We also became crazy about having sexual experiences in public places. At night, we would smoke, have sex in parks, and in a car downtown Toronto.
Recovery From Crystal Meth Is Possible
I didn’t want my daughters to have my legacy of a dead mom because of her addictions.
I knew I was dying, and I had a 3-year-old. I figured the only way I could help her NOT be like me was to stop. I didn’t think I could stop, and I didn’t think anything could work since I thought I was too far gone.
I decided to try stopping one last time.
Several treatment centers turned me away, but Windsor Life Centre actually gave me a chance. I graduated from their 12-month treatment program and am now four years clean. I am now working full-time within this treatment centre, helping others like myself.

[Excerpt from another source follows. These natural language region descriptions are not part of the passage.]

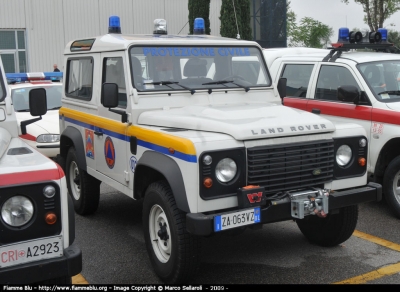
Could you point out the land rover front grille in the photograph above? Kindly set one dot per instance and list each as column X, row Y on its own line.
column 291, row 166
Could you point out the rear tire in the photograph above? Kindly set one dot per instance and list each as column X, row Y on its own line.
column 173, row 252
column 83, row 188
column 332, row 230
column 391, row 186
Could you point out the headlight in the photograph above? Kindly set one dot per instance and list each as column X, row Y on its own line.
column 343, row 155
column 225, row 170
column 17, row 211
column 48, row 138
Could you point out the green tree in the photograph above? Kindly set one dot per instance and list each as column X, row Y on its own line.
column 377, row 11
column 199, row 8
column 231, row 26
column 309, row 33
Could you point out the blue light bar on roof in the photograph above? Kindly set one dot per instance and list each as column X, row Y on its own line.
column 343, row 35
column 22, row 77
column 199, row 27
column 383, row 32
column 114, row 24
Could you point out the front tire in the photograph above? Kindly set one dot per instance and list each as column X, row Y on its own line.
column 173, row 252
column 391, row 186
column 332, row 230
column 82, row 187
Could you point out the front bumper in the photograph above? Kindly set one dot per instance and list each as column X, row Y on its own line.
column 202, row 224
column 70, row 264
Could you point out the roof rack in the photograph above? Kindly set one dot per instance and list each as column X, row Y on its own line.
column 338, row 48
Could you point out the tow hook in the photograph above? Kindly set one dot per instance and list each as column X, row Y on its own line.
column 309, row 202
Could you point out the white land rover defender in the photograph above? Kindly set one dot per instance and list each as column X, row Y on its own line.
column 350, row 86
column 37, row 218
column 190, row 125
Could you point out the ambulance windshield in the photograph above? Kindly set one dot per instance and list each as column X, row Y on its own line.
column 179, row 68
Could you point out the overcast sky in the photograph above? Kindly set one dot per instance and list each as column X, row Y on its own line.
column 336, row 14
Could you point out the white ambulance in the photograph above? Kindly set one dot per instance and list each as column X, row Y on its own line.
column 37, row 219
column 207, row 152
column 344, row 85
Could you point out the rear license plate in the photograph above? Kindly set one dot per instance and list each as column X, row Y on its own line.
column 30, row 251
column 237, row 219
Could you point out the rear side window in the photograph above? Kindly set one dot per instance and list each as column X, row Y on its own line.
column 79, row 82
column 330, row 78
column 298, row 78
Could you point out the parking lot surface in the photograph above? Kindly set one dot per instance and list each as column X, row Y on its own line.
column 114, row 251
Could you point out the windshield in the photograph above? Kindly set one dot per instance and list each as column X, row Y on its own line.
column 20, row 98
column 180, row 68
column 383, row 78
column 2, row 89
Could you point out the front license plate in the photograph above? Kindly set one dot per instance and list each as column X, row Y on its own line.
column 237, row 219
column 29, row 251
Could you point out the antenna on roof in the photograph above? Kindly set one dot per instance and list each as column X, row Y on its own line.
column 237, row 27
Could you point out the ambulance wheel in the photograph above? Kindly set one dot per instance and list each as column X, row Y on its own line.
column 391, row 186
column 173, row 252
column 331, row 230
column 82, row 187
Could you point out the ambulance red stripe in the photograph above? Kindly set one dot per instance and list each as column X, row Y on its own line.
column 351, row 111
column 31, row 176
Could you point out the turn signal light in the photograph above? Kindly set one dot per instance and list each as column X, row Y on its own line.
column 362, row 161
column 50, row 218
column 207, row 182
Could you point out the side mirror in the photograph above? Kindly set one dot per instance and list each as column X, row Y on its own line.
column 282, row 87
column 37, row 107
column 348, row 93
column 109, row 99
column 109, row 95
column 37, row 102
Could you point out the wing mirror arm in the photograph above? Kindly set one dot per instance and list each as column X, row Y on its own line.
column 282, row 87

I want them to know there is a person inside that craziness they see. Also, no matter how bad things get, there is always a way out.
I started drugs at 8, taking my mom’s prescription painkillers. By 14, I was on cocaine. At 21, I went back to painkillers. At 35, I was on crack, and I got into Heroin at 40.

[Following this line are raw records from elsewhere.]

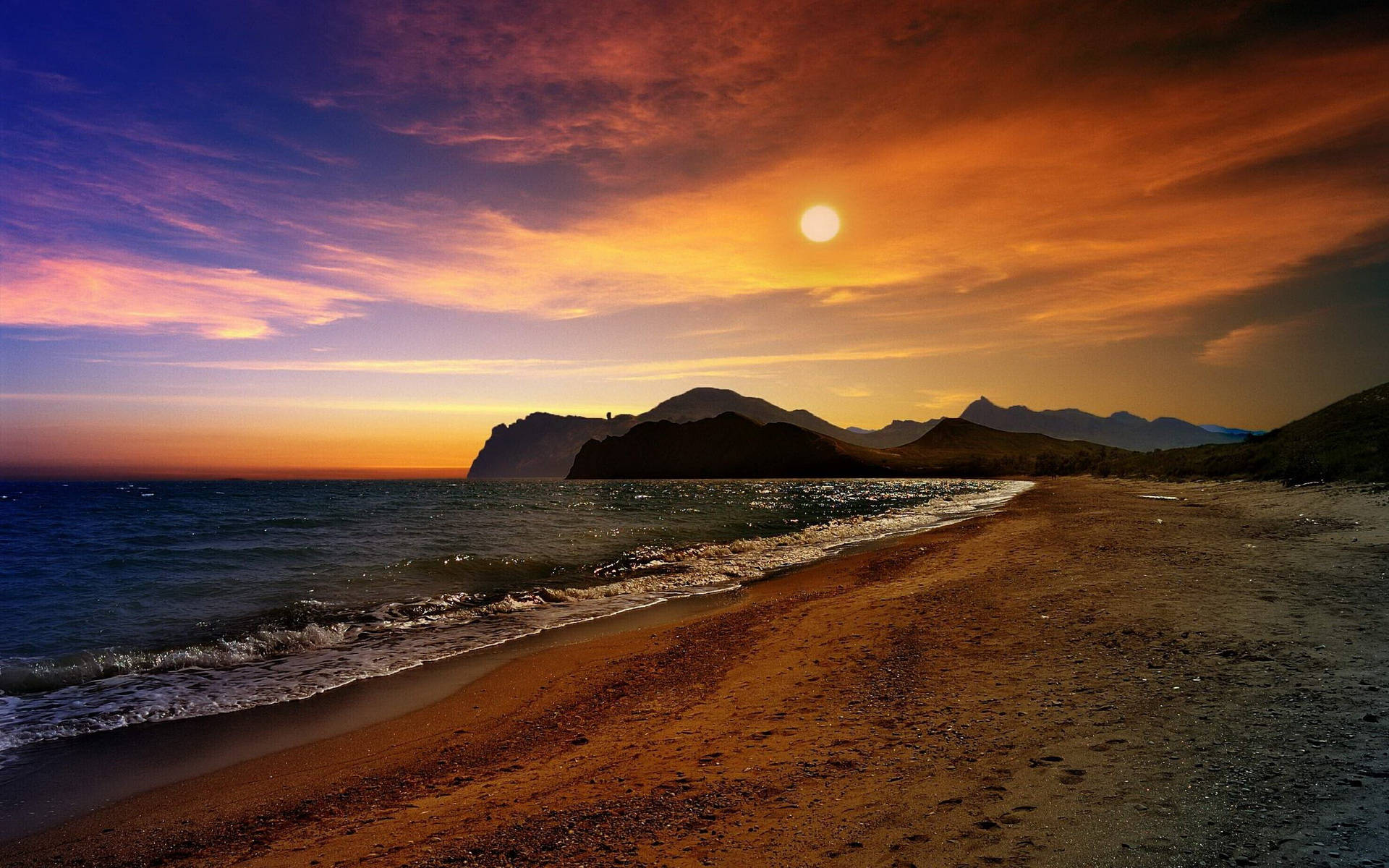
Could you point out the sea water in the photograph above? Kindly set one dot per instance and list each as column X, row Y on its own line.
column 132, row 603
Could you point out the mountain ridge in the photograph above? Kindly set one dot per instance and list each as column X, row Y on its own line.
column 543, row 445
column 1123, row 430
column 732, row 446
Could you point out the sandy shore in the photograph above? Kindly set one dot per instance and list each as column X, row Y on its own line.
column 1089, row 678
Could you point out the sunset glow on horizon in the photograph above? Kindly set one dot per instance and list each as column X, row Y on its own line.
column 354, row 238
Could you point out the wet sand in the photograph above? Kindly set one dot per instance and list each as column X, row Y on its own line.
column 1088, row 678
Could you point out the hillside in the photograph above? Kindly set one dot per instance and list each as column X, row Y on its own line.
column 729, row 446
column 1346, row 441
column 1123, row 430
column 732, row 446
column 545, row 445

I started doing meth at 43, and this whole crazy downward spiral only took a year and a bit. Although it ruined my life fast, it actually quickened my recovery.
I was drugging my whole life, through pregnancies, college, and great jobs. Until I Started smoking meth, I never really felt despair. Before starting meth, I had been to prison, and it didn’t affect me like the depth of self-hatred and the demonic realm I felt with meth. I was never afraid of death, but I felt dead for the first time on meth.

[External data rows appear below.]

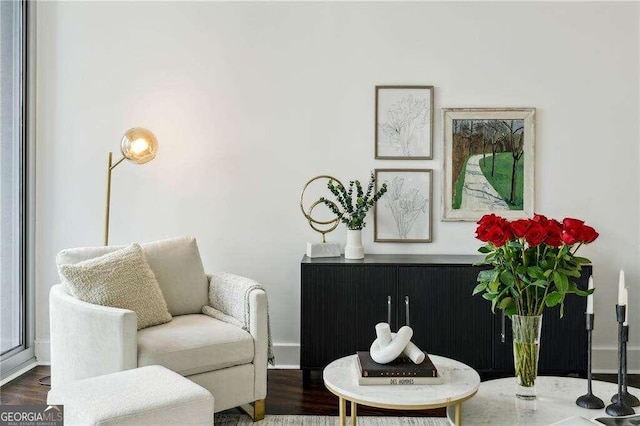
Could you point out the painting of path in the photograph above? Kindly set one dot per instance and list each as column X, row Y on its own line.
column 488, row 165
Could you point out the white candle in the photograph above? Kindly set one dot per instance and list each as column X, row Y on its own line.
column 621, row 288
column 590, row 297
column 626, row 311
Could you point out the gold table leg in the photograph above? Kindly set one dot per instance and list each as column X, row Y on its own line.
column 342, row 409
column 458, row 417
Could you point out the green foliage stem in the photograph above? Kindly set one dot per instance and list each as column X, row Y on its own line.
column 353, row 215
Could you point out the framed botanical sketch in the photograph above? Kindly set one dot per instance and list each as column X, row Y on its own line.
column 403, row 214
column 404, row 122
column 489, row 162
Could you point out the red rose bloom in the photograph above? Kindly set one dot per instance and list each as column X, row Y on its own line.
column 520, row 227
column 498, row 234
column 554, row 233
column 535, row 235
column 589, row 234
column 493, row 229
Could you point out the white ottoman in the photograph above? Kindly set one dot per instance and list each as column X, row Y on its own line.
column 150, row 395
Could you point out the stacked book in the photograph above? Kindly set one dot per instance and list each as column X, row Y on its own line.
column 401, row 371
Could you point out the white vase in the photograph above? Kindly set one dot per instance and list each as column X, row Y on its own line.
column 354, row 249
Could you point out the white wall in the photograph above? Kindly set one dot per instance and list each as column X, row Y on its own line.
column 250, row 100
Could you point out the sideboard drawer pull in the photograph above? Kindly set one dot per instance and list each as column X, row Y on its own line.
column 406, row 311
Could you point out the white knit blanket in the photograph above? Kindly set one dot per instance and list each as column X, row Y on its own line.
column 229, row 302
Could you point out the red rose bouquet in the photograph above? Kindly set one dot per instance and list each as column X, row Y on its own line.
column 533, row 262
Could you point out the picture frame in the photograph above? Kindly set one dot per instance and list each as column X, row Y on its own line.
column 404, row 123
column 404, row 213
column 489, row 163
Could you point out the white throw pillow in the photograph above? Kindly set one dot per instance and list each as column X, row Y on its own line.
column 121, row 279
column 176, row 264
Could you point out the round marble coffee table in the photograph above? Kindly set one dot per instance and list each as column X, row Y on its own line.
column 496, row 402
column 460, row 382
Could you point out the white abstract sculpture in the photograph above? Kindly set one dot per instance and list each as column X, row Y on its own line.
column 388, row 346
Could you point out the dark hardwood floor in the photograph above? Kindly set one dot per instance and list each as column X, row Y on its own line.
column 285, row 396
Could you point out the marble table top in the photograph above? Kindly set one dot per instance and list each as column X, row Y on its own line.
column 496, row 403
column 459, row 382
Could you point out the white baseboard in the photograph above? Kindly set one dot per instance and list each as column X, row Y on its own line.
column 43, row 352
column 605, row 358
column 287, row 355
column 19, row 373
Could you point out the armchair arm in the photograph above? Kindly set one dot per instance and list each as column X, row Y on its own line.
column 258, row 328
column 89, row 340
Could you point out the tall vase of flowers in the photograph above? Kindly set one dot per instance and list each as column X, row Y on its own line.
column 534, row 264
column 353, row 214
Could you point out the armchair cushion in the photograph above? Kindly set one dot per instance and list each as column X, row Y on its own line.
column 121, row 279
column 176, row 264
column 192, row 344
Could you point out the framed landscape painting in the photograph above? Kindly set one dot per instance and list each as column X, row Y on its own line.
column 489, row 162
column 403, row 214
column 404, row 122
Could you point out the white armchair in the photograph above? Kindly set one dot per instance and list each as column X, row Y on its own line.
column 89, row 340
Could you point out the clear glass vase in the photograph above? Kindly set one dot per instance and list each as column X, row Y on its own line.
column 526, row 348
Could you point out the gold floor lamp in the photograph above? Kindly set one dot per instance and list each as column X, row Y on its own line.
column 138, row 145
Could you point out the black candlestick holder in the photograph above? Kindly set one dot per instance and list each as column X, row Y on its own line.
column 619, row 408
column 589, row 400
column 627, row 398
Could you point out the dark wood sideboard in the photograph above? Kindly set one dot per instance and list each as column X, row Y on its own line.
column 342, row 301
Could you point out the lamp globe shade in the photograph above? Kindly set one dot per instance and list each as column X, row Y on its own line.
column 139, row 145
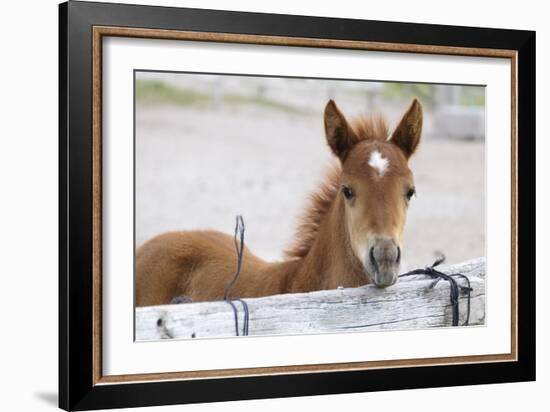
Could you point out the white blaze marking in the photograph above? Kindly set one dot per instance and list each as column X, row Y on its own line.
column 378, row 162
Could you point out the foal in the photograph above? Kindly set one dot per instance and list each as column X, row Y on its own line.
column 351, row 235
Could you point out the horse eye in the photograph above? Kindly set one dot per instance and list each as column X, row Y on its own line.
column 348, row 192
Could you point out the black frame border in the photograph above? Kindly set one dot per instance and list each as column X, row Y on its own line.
column 76, row 387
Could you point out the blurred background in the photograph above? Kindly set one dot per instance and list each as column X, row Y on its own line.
column 209, row 147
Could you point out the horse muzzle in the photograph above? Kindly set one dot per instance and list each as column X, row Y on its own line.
column 383, row 261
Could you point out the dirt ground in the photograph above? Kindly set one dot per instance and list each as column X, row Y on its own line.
column 196, row 170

Yet, if any drug was to suck me back in, meth would be it. That is the messed up thing. As much as I know the craziness, I can still remember the on top of the world feeling it first gave.
I won’t go back because I am way too stubborn, but sometimes the mind wants to remember and glorify that small window of time in the beginning.
Adjusting To Life After Crystal Meth
Sobriety is not exciting like drug life. I don’t have to live in constant high alert. I’m not chasing after a high or experiencing the thrill of the adrenaline rush of getting caught.
But now, I get to experience love and true joys. I find my own happiness, and I can look into my children’s eyes and love what I see looking back at me.
I laugh now and feel things that aren’t just negative feelings. I do miss the rush and the craziness at times, but I am experiencing many new and wonderful things now. I still love speed now, I just get it in a go-cart or as a passenger in a car.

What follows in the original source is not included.